Secteur Revue Relations

DOSSIER : La retraite: une responsabilité collective

Les zapatistes 20 ans plus tard

Par : Claude Morin

L’auteur, historien spécialiste de l’Amérique latine, est professeur retraité de l’Université de Montréal

Même si elle n’est plus sous les feux de la rampe, la rébellion zapatiste au Chiapas continue à inspirer de nouvelles formes de démocratie.

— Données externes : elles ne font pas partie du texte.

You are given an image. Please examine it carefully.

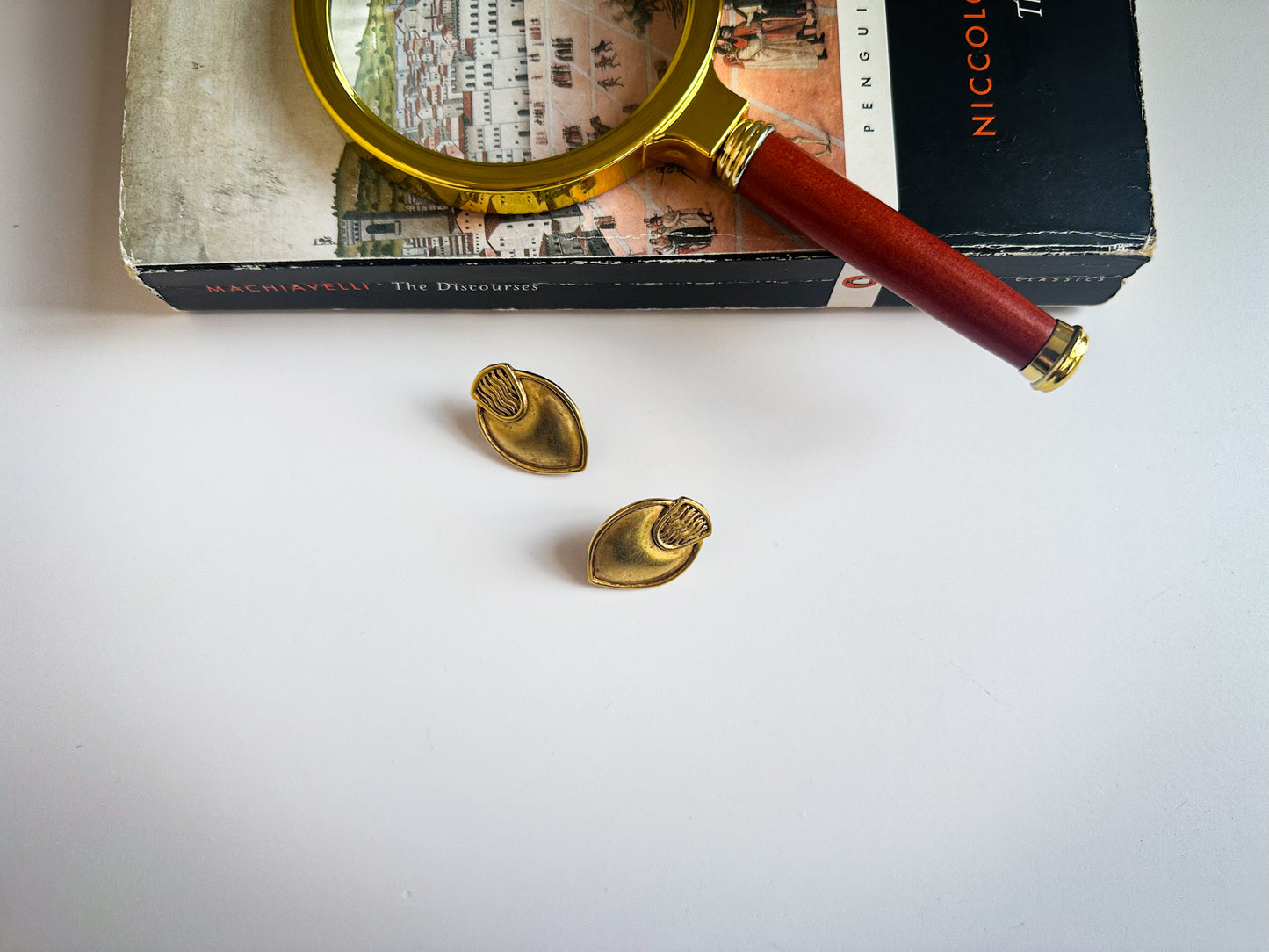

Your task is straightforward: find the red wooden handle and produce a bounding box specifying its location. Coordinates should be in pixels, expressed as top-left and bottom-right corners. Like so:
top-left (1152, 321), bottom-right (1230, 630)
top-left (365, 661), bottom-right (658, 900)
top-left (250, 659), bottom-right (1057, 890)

top-left (736, 132), bottom-right (1057, 370)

Le 1er janvier 1994, le jour même de l’entrée en vigueur de l’Accord de libre-échange nord-américain (ALÉNA), l’Armée zapatiste de libération nationale (EZLN) occupait militairement sept chefs-lieux dans l’État du Chiapas, au Mexique, et émettait un manifeste intitulé Première déclaration de la forêt lacandone. « Basta! » proclamait-elle, avant de faire le procès de tous les gouvernements usurpateurs et de réclamer l’application de la Constitution mexicaine de 1917 pour que règnent enfin la justice et la démocratie. Cette entrée en action signait de façon spectaculaire une rébellion préparée de longue date. Les combats ne durèrent que quelques jours, car le gouvernement mexicain ne pouvait se permettre d’écraser militairement une rébellion qui n’entendait pas prendre le pouvoir, encore moins par les armes. L’affrontement se transporta donc sur le terrain politique et prit une autre forme, fondée sur la communication, un registre que les zapatistes allaient maîtriser avec une grande efficacité. Il convient, 20 ans plus tard, de faire le point sur cette expérience.
 
Le soulèvement chiapanèque a d’abord servi de « révélateur » de la profonde crise de légitimité du Parti révolutionnaire institutionnel (PRI), identifié à l’État depuis sa fondation en 1929, et du gouvernement Salinas en particulier, issu de la fraude électorale de 1988 et architecte du « pari nord-américain ». Le Chiapas était la région où se superposaient toutes les contradictions. Dans cet État, le plus pauvre et à plus forte population autochtone du Mexique, les grandes propriétés jouxtaient des communautés précarisées par le manque de terres et les migrations, alors que les caciques assuraient la suprématie du PRI par divers subterfuges.
 
Le génie du sous-commandant Marcos fut d’inscrire d’emblée le combat zapatiste dans le cadre d’une remise en question globale du « nouvel ordre mondial », au nom de la « défense de l’humanité et contre le néolibéralisme ». À l’été 1996, la Rencontre intercontinentale pour l’humanité et contre le néolibéralisme sera vue comme un antécédent important du mouvement altermondialiste. Les zapatistes ont ainsi donné une impulsion décisive à l’émergence de ce qui deviendra le « nouvel internationalisme des résistances », notamment à partir de la mobilisation de Seattle, en novembre 1999, contre le sommet de l’Organisation mondiale du commerce.
 
Le mouvement zapatiste connut des moments de gloire médiatique, amplifiés par le talent littéraire et la parole insolite de Marcos. La Marche de la couleur de la Terre, en mars 2001, sillonna le pays jusqu’à la tribune du Congrès national à Mexico. Puis, les projecteurs s’éteignirent et les zapatistes perdirent leur visibilité. L’avènement de gouvernements de gauche en Amérique latine canalisait désormais l’attention internationale.
           
Pourtant, les communautés zapatistes sont encore bien vivantes et continuent de mettre en œuvre un projet original, soit la construction d’un autogouvernement rebelle sur un territoire grand comme la Belgique, concernant 250 000 Mexicains. En 2003, les 27 municipalités autonomes s’organisent en cinq caracoles (escargots), chacun disposant d’un Conseil du bon gouvernement, afin de construire un réseau d’infrastructures communes en éducation, en santé, en écoagriculture, en communication, le tout en marge des institutions étatiques. Les membres des conseils autonomes (élus pour des mandats de trois ans, révocables à tout moment sans rémunération) inventent une forme inédite de gouvernement, une autre manière d’organiser la vie sociale et de rendre la justice. Les zapatistes ont mis sur pied plus de 500 écoles, deux banques, cinq hôpitaux équipés de salles de chirurgie et des dizaines de coopératives.
 
Depuis plus de dix ans, l’EZLN se limite à des tâches de défense, n’occupant aucun poste politique. Elle demeure une nécessité pour faire face au harcèlement permanent des détachements militaires et de groupes armés et financés par le gouvernement, qui cherchent à provoquer des conflits.
 
Les zapatistes sont la preuve que le pays peut fonctionner autrement, sans la corruption qui le gangrène et qu’alimentent les institutions, les partis et la classe politique. Des militants viennent d’Europe et d’Amérique latine et même des États-Unis pour observer, soutenir et apprendre des zapatistes. Ils sont devenus, au Mexique et à l’étranger, une référence permanente.